What did I learn about my teammates from taking a step back? My new perspective not only helped me realize that the seven of us felt the same way, but it also helped me grow closer to them, by making me realize that we are traveling through this journey together. I was able to change my perspective, and it will benefit my team’s impact throughout the year.
Those phrases such as “they are so perfect” that may cross your mind are not true. We as people, are not perfect. No matter the position we may get the opportunity to hold. That perspective about state office that even I once had was changed in a heartbeat, and I believe it will continue to change throughout my year of service.
There are days that I still think “I can do this job,” but there are also those that feel like I’m in that rut again.

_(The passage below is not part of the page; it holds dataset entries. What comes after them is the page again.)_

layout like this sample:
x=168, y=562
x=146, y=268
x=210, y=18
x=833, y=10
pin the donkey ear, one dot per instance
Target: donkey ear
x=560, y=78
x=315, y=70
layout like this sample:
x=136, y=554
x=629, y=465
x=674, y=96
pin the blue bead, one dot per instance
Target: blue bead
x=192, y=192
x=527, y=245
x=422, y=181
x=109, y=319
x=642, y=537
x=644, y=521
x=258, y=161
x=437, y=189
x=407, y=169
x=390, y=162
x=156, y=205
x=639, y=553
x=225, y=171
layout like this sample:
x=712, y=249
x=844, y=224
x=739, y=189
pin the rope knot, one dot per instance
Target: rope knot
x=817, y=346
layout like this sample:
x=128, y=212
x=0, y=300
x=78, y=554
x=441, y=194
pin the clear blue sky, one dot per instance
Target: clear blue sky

When those days happen, I have to remember that a simple change of perspective can lead me down the right path. It helps me realize the true reason why I ran for office. I ran to serve FFA members, agricultural education students, and my teammates . . . not myself or my own perspectives like I once had.


Be the Change,
Joshua Calhoun
2015-2016 Indiana FFA State Sentinel

Friday, October 2, 2015

Find Yourself

As soon as I earned the right to drive, I jumped into my red Volkswagen Beetle and took off full speed ahead. I sped down the rough gravel roads with a billowing cloud of dust in my trail, and I flew down the paved highways into town leaving a trail of yellow and white lines. The world seemed big and open; I felt like I could go absolutely anywhere. I could never replace the feeling that I had driving all alone for the first time.
Since turning sixteen and gaining a bit more experience with the responsibilities of driving, it has lost some of its glamour. The realities of stop lights, flat tires, police officers, and gas prices have made themselves present. It is very comparable to growing up. Upon entering high school as a freshmen, the school seems huge and full of curiosities; college seems very distant; the only important things are friends, algebra II, and getting to every football game.
However, as you grow older, and senior year arrives the school begins to feel small and claustrophobic; college looms over your head; important decisions about the future move to the top of your priority list. In my case, the decision to run for state office became my number one concern. Life goes from flippant and undefined to serious and structured. Sometimes a bright red stop sign halts your journey. Sometimes a police officer appears out of thin air and impedes your progress. Sometimes a flat tire causes you to stop on the side of the road. Sometimes the financial burden of driving causes you to be more selective about where you drive your car.
My life has been full of surprises, blessings, and frustrations, and through it all there has always been one place I could go to clear my head—my car. The place where I feel perfectly content is driving down the road, windows and sun roof open, radio blaring, and miles of blue sky and corn fields stretched out in front of me. This tiny haven away from all the turmoil of life relieves my stress because of its openness and rapidity.
When I feel like all the doors are closed, and my window of opportunity is shrinking; the rolled down windows in my car reveal the endless big blue sky above me—new chances revealed every day. When I feel like I’m not moving forward fast enough the wind blowing through my window makes me feel like I’m flying toward the future. Where do you feel most home? Where do you go to clear your head—to relax and refuel? In our lives today the value of individual reflection is often lost, even though it is infinitely valuable. When the unexpected happens, when things become unbearable, when you have only yourself for support, find a place to call your own, go there, and find yourself.